Sunday 18 August 2013

Rot Weiss Essen v Bayer Leverkusen II

Hazzard's ahead.

Rot Weiss Essen 2-2 Bayer Leverkusen II
Regionalliga West
Saturday 10th August 2013
Stadion Essen
Attendance: 7,300

Previously on AiT. Rot Weiss Essen v Union Berlin 2012.

Boxes holding 8 (eight) pints of the local beer, Stauder, are sloshed up the terraces. Stauder flows from the backpacks of superhuman men into supped dry pint glasses and men of legal boozing age wear scarves emblazoned with the two main loves in their lives, Stauder and Rot Weiss Essen. 

(Idea for AiT Webshop. Get Old Mother Tinpot to knit one, pearl one woolen scarves emblazoned with the words AiT and Watneys Brown Ale. Together for Ever.)

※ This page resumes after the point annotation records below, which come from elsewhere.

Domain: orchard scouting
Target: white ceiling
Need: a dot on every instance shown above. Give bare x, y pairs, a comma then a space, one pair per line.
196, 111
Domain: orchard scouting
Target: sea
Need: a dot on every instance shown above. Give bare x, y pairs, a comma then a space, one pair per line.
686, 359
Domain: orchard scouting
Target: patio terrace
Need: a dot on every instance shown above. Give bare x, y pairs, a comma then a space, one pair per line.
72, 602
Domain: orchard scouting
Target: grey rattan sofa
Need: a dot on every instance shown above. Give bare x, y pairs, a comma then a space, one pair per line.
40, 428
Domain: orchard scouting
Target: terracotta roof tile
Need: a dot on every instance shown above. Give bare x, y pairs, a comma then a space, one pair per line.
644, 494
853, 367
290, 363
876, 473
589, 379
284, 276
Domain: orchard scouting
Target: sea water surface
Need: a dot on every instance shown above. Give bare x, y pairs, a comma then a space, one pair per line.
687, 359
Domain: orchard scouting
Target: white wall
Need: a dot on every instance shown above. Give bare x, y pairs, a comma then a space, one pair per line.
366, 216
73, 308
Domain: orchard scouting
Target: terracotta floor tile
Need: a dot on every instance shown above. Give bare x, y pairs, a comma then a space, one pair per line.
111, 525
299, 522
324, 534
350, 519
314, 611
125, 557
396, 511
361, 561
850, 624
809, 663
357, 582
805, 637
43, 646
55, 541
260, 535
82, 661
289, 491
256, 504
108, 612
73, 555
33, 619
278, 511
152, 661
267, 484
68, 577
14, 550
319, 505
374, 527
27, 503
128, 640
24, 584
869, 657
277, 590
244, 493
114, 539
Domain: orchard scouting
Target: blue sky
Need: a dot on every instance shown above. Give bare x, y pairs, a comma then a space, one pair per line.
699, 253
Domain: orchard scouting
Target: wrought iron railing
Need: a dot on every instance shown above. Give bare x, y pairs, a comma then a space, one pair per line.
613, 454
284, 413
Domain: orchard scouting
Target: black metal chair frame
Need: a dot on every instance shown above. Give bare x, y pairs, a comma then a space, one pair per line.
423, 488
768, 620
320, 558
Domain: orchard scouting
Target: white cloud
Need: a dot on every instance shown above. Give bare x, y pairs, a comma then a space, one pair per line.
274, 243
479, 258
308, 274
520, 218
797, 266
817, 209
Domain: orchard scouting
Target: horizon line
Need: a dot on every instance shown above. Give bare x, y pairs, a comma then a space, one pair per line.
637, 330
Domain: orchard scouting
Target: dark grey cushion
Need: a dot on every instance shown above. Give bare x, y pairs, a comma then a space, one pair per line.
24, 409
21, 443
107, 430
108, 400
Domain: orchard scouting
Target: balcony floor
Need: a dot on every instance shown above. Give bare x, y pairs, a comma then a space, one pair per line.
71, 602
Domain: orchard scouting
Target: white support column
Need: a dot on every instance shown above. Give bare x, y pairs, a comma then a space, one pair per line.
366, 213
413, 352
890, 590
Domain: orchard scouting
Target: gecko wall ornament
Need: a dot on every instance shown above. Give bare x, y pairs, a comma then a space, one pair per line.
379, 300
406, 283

The most popular man in the stadium. 

This is the first time the west stand at Rot Weiss Essen has been open at a competitive match. The old ground is now a pile of rubble next to the new one, one sad lonely floodlight remains. But, this is progress and what progress! Dyson Airblades in the gents. Who doesn't love the supercharged vertical hand drying swoosh of the Dyson Airblade? I love them so much that when I see them I actually wash my hands properly, just so I can dip them into Dyson's airy crevice. Usually its a cursory wave under the taps and then a rub of the thighs and/or anus. If only more football grounds has Dyson Airblades I wouldn't need to fondle my anus so regularly. What progress! For obvious reasons there are no pictures from the Gents. Yes, my battery was flat. (Ba doom tish)

The gents also have.....yeah....I know, two paragraphs on the gents toilets is a new low.....little clay squares with fans hand prints on the wall. How quaint. How very odd. Progress.

They’re a fashionable bunch at RWE. (Not quite MSV Duisburg fashionable though) . In addition to the half and half beer scarves, there’s RWE Kutte jackets, home-made RWE berets, RWE jeans, Half RWE/Werder Bremen scarves, Half RWE/Rapid Vienna scarves and people with their own names written on their shirts. Adult people. With their own names. On a shirt. Why would you do that? Progress probably. We’ll all be doing it soon. Even the RWE team kit has “Essen” written on the front. 

Oh la la, sacre bleu, mange tout mange tout. *shrugs shoulders* How very French.

Double denim, Kutte jacket, beer in back pocket. How very German.

How very odd.

The RWE Ultras settled into their new surroundings, waved some flags, fired off some streamers, shouted “Tod und Hass dem S04” to their Gelsenkirchen based neighbours. Their capo jumped into his new fenced off home, threw down some scatter cushions, put some tee lights around and hung a print of the Manhattan skyline on the fence. It’s standard moving into a new home procedure and, also, not strictly true. The capo guy does however have a tattoo of Darth Vader on his neck which and an actual fact.

Obligatory photo of man with megaphone. 

In the ultras former home, on the south stand, stands one man of pensionable age. A man who shuns the noise and hubbub/brouhaha of the standing terrace to make his own racket. He's the last man standing in an all seated area, a lone drummer co-ordinating the voices in his head and the Capo of his own internal chants. He is a hero.
I'm horny, horny, horny, horny.

Not only does he drum away for his own enjoyment he's also spent hours in a dank shed to knock up contraption that contains various different air horns that produce different sound effects. It's like he's done this for my own particular enjoyment. This is progress I salute. Megaphone sir? Shove it. I've got a plank of wood here that contains a horn that makes the noise of the horn on General Lee from the Dukes of Hazzard. A doff of the AiT/Hofmeister limited edition cap to your sir. Available from the web-shop now.

Library photo: Arty.
The match (paragraph nine – a new record) sees RWE continue with the last 20 years of failing to live up to expectations. 2-0 down in the 46th minute of the first home game of the season, numerous misplaced places, a flat atmosphere and a team so low on confidence that even back to back honks of an airhorn struggle to inspire them.

70 mins in and Darth Capo calls for his megaphone, he steps up to the challenge laid down by The Incredible Honk in the south stand. It's soon 2-1. Shortly after Konstantin Sawin is put through on goal, Leverkusen's keeper rushes to the edge of the penalty area to intercept him, we all know what's going to happen, the keeper dives feet first and Sawin is flipped up into the air. Penalty! Red card! “Auf Wiedersehen, Auf Wiedersehen” A celebratory toot of General Lee's horn! The penalty is saved. 

The game ends 2-2. RWE have chances but it's not in their nature to win the game. It'll no doubt be another season of underachievement on the pitch but as long as there's Stauder, air horns , thoroughly dried hands and an RWE to support these fans will keep coming back.